Recent studies have demonstrated
that MAO-B is inhibited by compounds present in tobacco smoke, which may
contribute to the addictive properties of tobacco use. Scientific and
clinical interest in these enzymes has been ongoing for more that 40 years
and has resulted in more than 15,000 papers published on their biological
properties.
“Although scientists already have
made considerable progress in the development of MAO-B inhibitors to treat
neurodegenerative and psychiatric disorders, we are very optimistic that our
new knowledge about the three-dimensional structure of the enzyme will
facilitate additional improvements in drug design, which will lead to
increased specificity and fewer side effects,” said Dale Edmondson,
professor of biochemistry and co-principal investigator of the project.

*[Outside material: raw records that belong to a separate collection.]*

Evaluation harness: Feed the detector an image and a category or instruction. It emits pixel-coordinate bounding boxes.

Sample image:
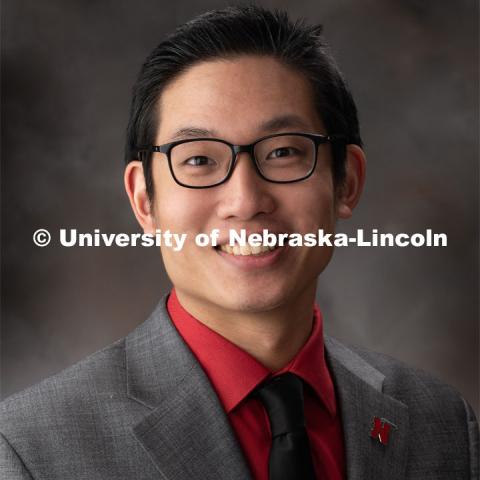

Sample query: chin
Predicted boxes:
[216,287,289,313]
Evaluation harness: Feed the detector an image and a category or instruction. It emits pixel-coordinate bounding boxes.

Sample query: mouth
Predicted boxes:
[215,243,279,257]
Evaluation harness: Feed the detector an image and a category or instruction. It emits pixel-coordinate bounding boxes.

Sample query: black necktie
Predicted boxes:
[253,373,315,480]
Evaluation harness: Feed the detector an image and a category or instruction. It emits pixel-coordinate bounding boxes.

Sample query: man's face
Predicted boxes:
[152,56,337,313]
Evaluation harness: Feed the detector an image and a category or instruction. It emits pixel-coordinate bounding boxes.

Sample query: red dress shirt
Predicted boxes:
[167,289,345,480]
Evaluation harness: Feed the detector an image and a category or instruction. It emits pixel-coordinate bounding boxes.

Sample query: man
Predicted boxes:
[0,6,478,480]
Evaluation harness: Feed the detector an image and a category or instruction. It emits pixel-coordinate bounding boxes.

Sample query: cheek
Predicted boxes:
[286,176,335,233]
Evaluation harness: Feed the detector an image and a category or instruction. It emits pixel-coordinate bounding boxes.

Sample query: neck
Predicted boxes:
[175,285,316,371]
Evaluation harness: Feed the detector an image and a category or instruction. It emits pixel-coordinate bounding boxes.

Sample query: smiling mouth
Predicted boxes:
[216,244,279,256]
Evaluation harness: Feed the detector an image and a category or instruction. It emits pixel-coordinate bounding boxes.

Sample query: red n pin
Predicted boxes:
[370,417,395,445]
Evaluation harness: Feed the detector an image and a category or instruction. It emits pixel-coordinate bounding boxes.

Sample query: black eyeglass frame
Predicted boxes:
[138,132,347,189]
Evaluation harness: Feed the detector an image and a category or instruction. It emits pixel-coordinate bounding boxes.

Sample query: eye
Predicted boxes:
[267,147,298,159]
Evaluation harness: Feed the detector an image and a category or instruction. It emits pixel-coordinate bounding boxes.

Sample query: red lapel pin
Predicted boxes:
[370,417,397,445]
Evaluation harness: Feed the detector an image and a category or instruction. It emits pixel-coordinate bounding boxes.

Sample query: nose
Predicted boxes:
[217,152,275,221]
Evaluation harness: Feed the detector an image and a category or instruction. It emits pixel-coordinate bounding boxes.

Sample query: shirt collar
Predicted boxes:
[167,289,336,416]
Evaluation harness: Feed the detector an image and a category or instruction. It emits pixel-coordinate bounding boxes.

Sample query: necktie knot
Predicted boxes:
[253,372,315,480]
[256,373,305,437]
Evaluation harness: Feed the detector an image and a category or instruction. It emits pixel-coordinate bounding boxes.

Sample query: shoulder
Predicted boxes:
[349,347,465,408]
[0,339,126,434]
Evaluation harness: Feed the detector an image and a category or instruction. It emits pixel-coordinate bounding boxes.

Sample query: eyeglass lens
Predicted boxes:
[170,135,315,187]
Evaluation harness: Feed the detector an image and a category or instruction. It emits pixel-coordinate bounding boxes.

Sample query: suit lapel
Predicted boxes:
[325,337,408,480]
[126,297,251,480]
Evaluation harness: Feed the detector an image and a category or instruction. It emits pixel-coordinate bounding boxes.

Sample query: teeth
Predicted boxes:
[220,244,275,255]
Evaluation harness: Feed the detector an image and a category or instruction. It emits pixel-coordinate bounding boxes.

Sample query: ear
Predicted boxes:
[123,160,155,233]
[336,145,366,219]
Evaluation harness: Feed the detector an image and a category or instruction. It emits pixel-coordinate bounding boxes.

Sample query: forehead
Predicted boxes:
[157,56,323,142]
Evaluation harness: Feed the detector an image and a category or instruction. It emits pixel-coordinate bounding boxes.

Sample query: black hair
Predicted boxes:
[125,5,362,199]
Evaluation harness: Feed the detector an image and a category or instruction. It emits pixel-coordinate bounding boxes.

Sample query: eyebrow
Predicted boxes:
[167,114,311,141]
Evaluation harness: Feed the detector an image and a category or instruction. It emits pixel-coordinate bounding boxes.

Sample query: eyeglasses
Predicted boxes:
[138,133,346,188]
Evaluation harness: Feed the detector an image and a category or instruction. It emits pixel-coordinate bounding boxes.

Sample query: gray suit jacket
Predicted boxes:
[0,298,478,480]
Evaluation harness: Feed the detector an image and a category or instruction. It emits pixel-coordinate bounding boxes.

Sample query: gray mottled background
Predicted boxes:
[1,0,479,412]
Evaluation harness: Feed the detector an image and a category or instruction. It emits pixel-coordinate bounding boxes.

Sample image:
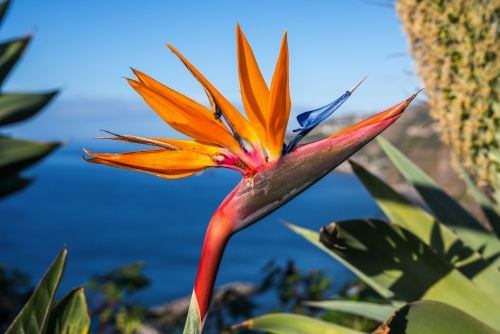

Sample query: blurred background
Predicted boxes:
[0,0,476,332]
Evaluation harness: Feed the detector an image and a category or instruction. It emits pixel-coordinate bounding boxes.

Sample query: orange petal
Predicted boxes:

MAO-B has been shown to be
elevated more than threefold in the brain tissue of elderly individuals.
Recent studies have shown that elevated levels of MAO-B in neurons and
kidney cells can lead to cell death (apoptosis). Clinical trials currently
are under way in several centers to target increased levels of MAO-B that
have been identified in astrocytes (a type of brain cell) in Alzheimer’s
patients.
“The structural insights will
provide us with a new framework to explore the catalytic mechanism of the
enzyme, to understand the differences between the A and B forms, and to
design specific new inhibitors to treat and prevent age-related disorders,”
Edmondson said. “It also will help us understand the role of these enzymes
in the clearance of amine-containing drugs, either in development or in
clinical use for the treatment of other disorders.”
“This finding may well result in
the development of novel treatments for depression—a major public health
problem,” said Charles Nemeroff, Reunette W. Harris professor of psychiatry
and behavioral sciences. “MAO inhibitors are excellent antidepressants but
have an unfavorable side-effect profile. This discovery should allow for the
synthesis of novel MAO inhibitors with great selectivity and few side
effects.”
Other researchers in the study
included co-principal investigator Andrea Mattevi, from the University of
Pavia’s genetics and microbiology department, and postdoctorals Claudia
Binda, Paige Newton-Vinson and Frantisek Hubalek.